Controlling the release of proteins/peptides via the pulmonary route.

作者信息

Shoyele Sunday A

机构信息

University of Bradford, Bradford, UK.

出版信息

Methods Mol Biol. 2008;437:141-8. doi: 10.1007/978-1-59745-210-6_6.

Abstract

The inhalation route is seen as the most promising non-invasive alternative for the delivery of proteins; however, the short duration of activity of drugs delivered via this route brought about by the activities of alveolar macrophages and mucociliary clearance means there is a need to develop controlled release system to prolong the activities of proteins delivered to the lung.
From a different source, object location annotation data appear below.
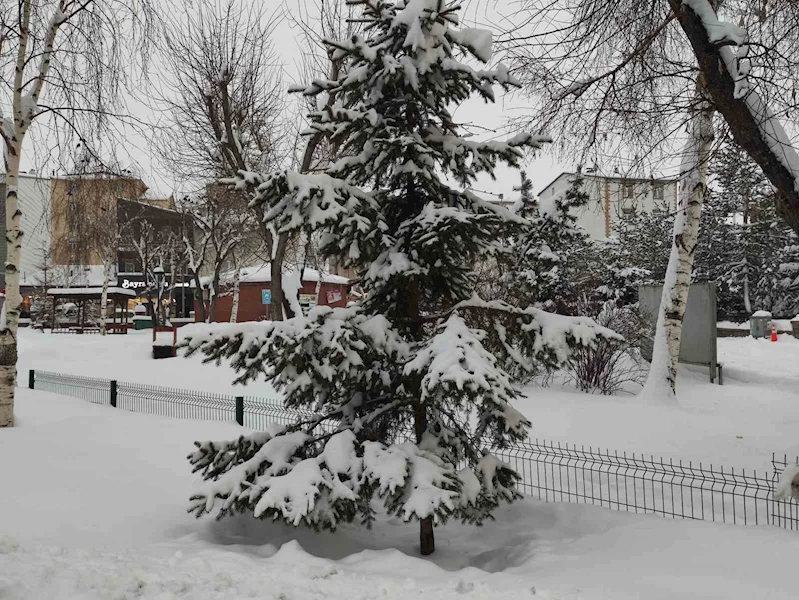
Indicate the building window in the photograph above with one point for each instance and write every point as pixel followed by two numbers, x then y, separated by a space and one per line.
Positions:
pixel 628 190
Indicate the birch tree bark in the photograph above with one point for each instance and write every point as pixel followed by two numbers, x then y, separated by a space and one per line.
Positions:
pixel 24 108
pixel 661 382
pixel 234 310
pixel 104 295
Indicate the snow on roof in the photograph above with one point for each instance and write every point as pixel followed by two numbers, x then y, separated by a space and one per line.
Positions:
pixel 263 274
pixel 613 177
pixel 77 276
pixel 89 291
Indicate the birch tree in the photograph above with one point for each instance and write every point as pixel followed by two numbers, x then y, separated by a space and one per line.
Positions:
pixel 226 107
pixel 624 77
pixel 63 62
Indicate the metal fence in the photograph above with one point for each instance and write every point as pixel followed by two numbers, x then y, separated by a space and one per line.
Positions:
pixel 552 472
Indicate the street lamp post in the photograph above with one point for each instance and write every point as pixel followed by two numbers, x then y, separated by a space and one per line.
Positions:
pixel 159 281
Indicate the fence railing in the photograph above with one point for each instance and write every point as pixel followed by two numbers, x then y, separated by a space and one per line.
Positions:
pixel 552 472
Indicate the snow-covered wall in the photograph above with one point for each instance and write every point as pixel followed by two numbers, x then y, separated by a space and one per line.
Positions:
pixel 610 198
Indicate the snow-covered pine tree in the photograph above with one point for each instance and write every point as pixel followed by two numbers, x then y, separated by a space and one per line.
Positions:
pixel 548 252
pixel 408 401
pixel 744 246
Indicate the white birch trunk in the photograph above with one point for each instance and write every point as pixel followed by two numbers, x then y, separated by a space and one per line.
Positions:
pixel 747 297
pixel 661 382
pixel 234 310
pixel 104 294
pixel 13 299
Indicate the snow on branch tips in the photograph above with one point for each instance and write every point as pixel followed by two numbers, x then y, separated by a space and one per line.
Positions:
pixel 403 394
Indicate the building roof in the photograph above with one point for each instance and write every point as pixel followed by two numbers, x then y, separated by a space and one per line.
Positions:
pixel 77 276
pixel 263 274
pixel 610 177
pixel 93 292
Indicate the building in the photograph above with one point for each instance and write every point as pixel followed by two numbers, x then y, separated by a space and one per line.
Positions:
pixel 34 193
pixel 255 295
pixel 611 198
pixel 71 222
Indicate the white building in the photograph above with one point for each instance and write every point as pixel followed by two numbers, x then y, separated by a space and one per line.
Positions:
pixel 34 193
pixel 613 197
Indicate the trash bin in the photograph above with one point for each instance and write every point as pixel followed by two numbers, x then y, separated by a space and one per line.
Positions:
pixel 760 324
pixel 795 326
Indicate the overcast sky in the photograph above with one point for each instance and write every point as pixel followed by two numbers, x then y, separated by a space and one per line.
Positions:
pixel 139 149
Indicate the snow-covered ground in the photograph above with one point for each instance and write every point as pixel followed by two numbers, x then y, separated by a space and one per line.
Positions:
pixel 93 503
pixel 126 358
pixel 93 499
pixel 738 424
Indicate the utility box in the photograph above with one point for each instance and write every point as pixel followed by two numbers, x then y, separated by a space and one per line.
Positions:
pixel 698 339
pixel 760 324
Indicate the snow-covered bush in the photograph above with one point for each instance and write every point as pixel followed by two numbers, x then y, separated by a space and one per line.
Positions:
pixel 408 398
pixel 610 364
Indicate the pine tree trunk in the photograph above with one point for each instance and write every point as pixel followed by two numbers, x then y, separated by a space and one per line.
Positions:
pixel 427 540
pixel 234 310
pixel 661 382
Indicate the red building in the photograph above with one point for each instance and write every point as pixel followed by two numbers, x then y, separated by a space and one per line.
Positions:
pixel 255 294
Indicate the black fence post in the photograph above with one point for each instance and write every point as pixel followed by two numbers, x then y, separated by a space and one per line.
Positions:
pixel 240 410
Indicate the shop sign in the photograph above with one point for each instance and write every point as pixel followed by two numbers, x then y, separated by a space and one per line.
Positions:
pixel 132 283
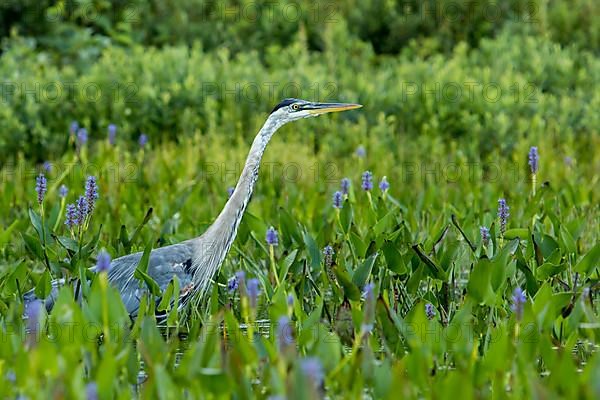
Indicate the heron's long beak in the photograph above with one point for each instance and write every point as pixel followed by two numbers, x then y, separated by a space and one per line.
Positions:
pixel 322 108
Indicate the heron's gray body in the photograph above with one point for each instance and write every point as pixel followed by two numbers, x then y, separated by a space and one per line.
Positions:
pixel 196 261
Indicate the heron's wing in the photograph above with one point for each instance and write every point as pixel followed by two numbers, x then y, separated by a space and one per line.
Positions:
pixel 164 263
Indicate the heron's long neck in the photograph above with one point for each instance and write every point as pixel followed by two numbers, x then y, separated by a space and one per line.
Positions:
pixel 226 225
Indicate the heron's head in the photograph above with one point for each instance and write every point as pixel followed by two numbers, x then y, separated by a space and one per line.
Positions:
pixel 293 109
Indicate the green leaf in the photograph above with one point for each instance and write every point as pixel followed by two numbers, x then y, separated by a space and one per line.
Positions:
pixel 6 235
pixel 434 269
pixel 361 274
pixel 522 233
pixel 36 221
pixel 313 251
pixel 548 270
pixel 479 285
pixel 289 227
pixel 138 229
pixel 567 240
pixel 44 286
pixel 142 268
pixel 350 290
pixel 346 216
pixel 393 258
pixel 33 245
pixel 464 235
pixel 590 261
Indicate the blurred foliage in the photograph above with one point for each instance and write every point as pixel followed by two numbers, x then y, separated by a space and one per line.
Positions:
pixel 388 25
pixel 487 93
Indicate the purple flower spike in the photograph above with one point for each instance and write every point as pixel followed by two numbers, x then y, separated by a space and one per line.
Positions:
pixel 41 187
pixel 33 312
pixel 313 369
pixel 384 185
pixel 338 200
pixel 143 140
pixel 72 217
pixel 345 186
pixel 253 291
pixel 533 159
pixel 367 181
pixel 429 311
pixel 361 152
pixel 103 261
pixel 73 128
pixel 82 136
pixel 82 210
pixel 112 134
pixel 91 391
pixel 503 214
pixel 91 193
pixel 272 237
pixel 328 255
pixel 368 290
pixel 485 235
pixel 232 284
pixel 63 191
pixel 518 302
pixel 285 333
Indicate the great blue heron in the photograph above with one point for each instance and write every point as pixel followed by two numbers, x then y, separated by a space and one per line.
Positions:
pixel 195 261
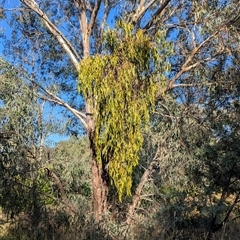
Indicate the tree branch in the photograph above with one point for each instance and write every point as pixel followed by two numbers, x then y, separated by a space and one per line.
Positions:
pixel 156 14
pixel 93 16
pixel 66 45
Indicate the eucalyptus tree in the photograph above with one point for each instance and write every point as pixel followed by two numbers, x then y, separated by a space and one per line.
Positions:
pixel 120 51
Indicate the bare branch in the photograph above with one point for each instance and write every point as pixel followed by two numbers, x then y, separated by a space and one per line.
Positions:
pixel 185 66
pixel 93 16
pixel 141 10
pixel 81 116
pixel 137 196
pixel 66 45
pixel 157 14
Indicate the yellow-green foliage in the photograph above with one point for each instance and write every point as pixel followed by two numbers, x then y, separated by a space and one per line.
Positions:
pixel 121 85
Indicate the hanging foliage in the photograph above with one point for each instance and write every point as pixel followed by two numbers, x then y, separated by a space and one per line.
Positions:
pixel 121 85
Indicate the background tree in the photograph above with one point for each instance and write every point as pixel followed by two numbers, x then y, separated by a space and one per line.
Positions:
pixel 203 35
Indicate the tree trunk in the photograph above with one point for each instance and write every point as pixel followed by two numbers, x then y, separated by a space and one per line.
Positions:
pixel 100 184
pixel 99 192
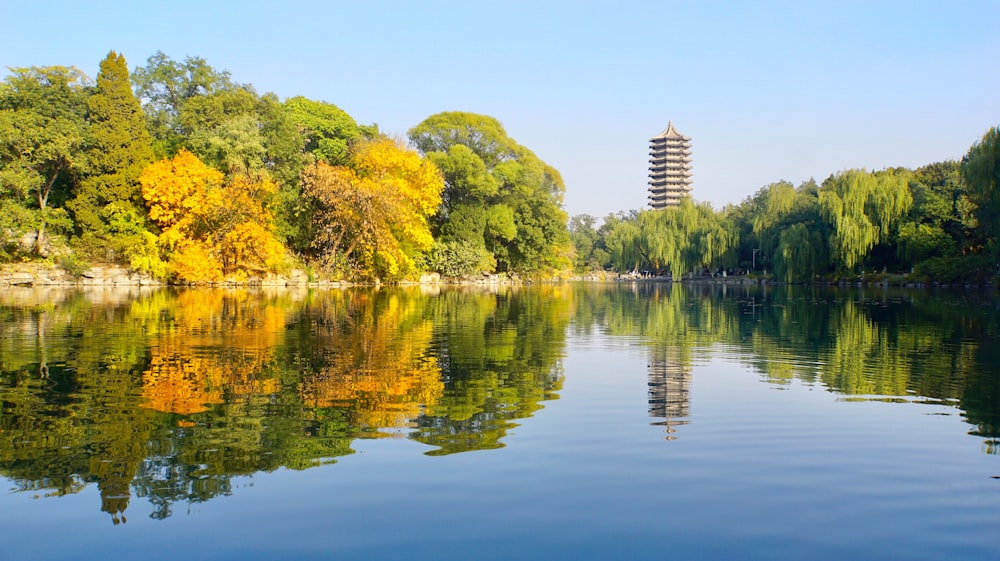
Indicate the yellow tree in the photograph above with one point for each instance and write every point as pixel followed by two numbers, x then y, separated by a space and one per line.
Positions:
pixel 372 216
pixel 211 229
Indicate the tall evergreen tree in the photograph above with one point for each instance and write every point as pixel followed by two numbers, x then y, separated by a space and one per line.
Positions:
pixel 108 204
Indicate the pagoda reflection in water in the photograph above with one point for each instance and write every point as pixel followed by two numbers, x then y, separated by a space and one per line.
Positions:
pixel 669 389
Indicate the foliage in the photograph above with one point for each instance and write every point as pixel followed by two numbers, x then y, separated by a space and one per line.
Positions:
pixel 372 217
pixel 498 195
pixel 164 87
pixel 327 129
pixel 677 240
pixel 108 201
pixel 42 135
pixel 960 270
pixel 459 259
pixel 211 229
pixel 862 207
pixel 981 171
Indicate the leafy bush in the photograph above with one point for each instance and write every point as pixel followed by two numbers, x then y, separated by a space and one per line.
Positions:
pixel 460 259
pixel 962 269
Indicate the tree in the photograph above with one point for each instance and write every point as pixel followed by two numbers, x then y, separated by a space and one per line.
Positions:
pixel 42 133
pixel 981 171
pixel 211 229
pixel 164 87
pixel 677 239
pixel 861 208
pixel 328 130
pixel 498 195
pixel 108 202
pixel 371 219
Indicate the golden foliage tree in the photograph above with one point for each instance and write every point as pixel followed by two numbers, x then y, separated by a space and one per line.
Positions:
pixel 211 229
pixel 371 218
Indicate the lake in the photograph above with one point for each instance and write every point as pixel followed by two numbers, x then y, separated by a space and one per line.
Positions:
pixel 573 421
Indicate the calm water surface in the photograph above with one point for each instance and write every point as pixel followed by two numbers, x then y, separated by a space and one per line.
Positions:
pixel 572 421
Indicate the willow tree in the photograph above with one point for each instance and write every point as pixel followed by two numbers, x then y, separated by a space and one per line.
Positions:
pixel 981 171
pixel 498 196
pixel 861 208
pixel 677 239
pixel 800 254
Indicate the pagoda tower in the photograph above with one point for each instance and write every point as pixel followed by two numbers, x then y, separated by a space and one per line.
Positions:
pixel 669 168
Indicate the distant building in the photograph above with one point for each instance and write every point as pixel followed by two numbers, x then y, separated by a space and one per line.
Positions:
pixel 669 168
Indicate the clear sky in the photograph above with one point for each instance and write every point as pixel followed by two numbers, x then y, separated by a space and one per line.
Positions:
pixel 767 90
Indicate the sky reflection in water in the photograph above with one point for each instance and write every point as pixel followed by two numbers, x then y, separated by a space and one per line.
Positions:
pixel 586 421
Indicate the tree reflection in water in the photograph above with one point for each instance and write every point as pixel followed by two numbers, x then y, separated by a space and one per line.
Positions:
pixel 172 396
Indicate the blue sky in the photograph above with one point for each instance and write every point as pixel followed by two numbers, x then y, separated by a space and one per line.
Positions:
pixel 767 90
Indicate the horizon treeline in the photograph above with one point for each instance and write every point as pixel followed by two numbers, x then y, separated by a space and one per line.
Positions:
pixel 940 222
pixel 180 172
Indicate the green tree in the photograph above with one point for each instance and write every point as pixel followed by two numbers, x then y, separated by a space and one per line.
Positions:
pixel 981 171
pixel 108 203
pixel 42 133
pixel 498 195
pixel 328 130
pixel 861 208
pixel 164 86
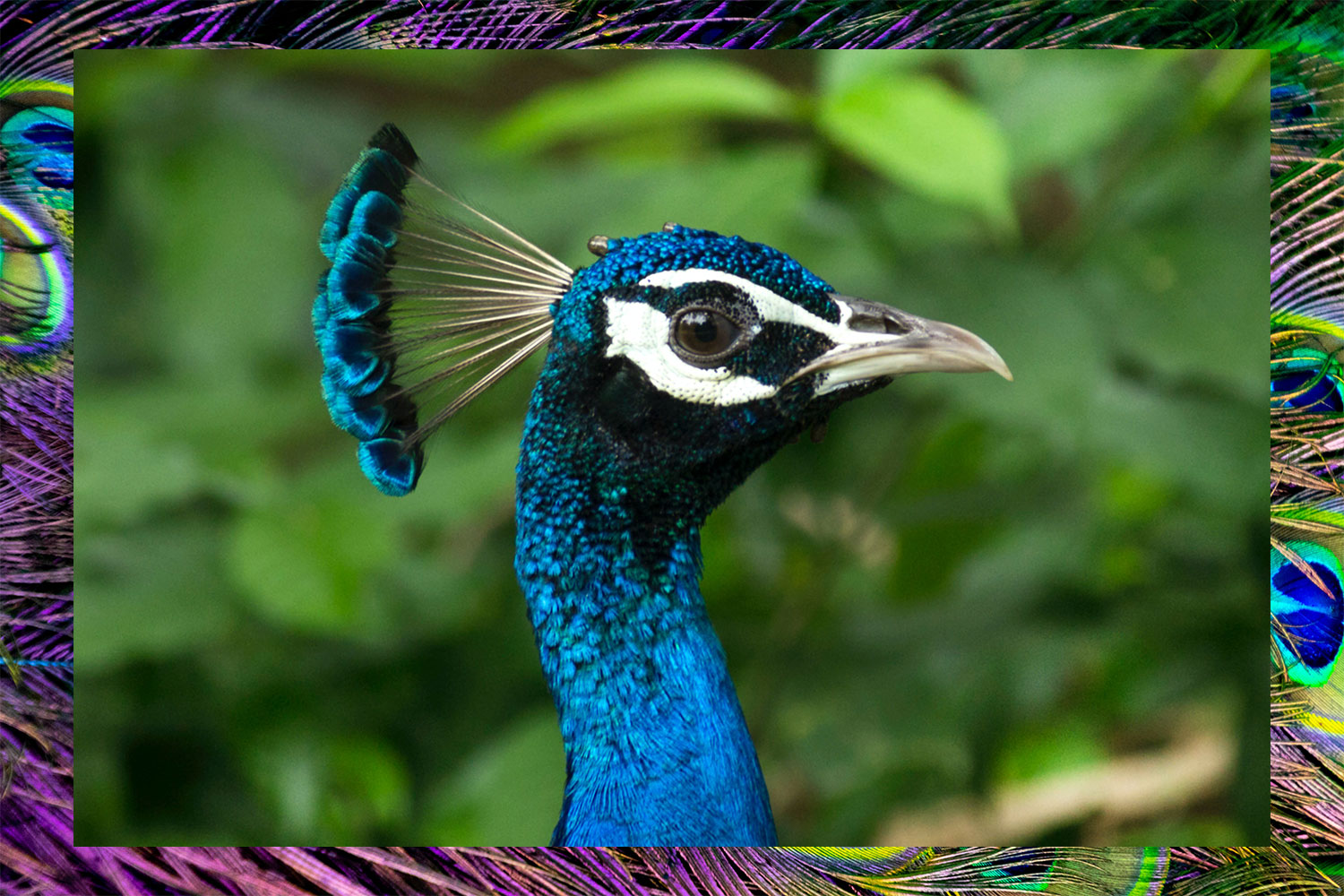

Polymeric materials such as (D,L)-poly(lactic glycolic acid) (PLGA), chitosan and poly(ethylene glycol) (PEGs) have been used for controlled release of proteins. Other systems such as liposomes and microcrystallization have also proved effective. This chapter gives a more detailed understanding of these techniques and the manufacture of the delivery systems.

摘要

吸入途径被视为递送蛋白质最具前景的非侵入性替代方法;然而,通过该途径递送的药物由于肺泡巨噬细胞的活性和黏液纤毛清除作用而导致活性持续时间较短,这意味着需要开发控释系统来延长递送至肺部的蛋白质的活性。诸如(D,L)-聚乳酸乙醇酸共聚物(PLGA)、壳聚糖和聚乙二醇(PEGs)等聚合材料已用于蛋白质的控释。其他系统如脂质体和微晶化也已证明是有效的。本章将更详细地介绍这些技术以及递送系统的制造。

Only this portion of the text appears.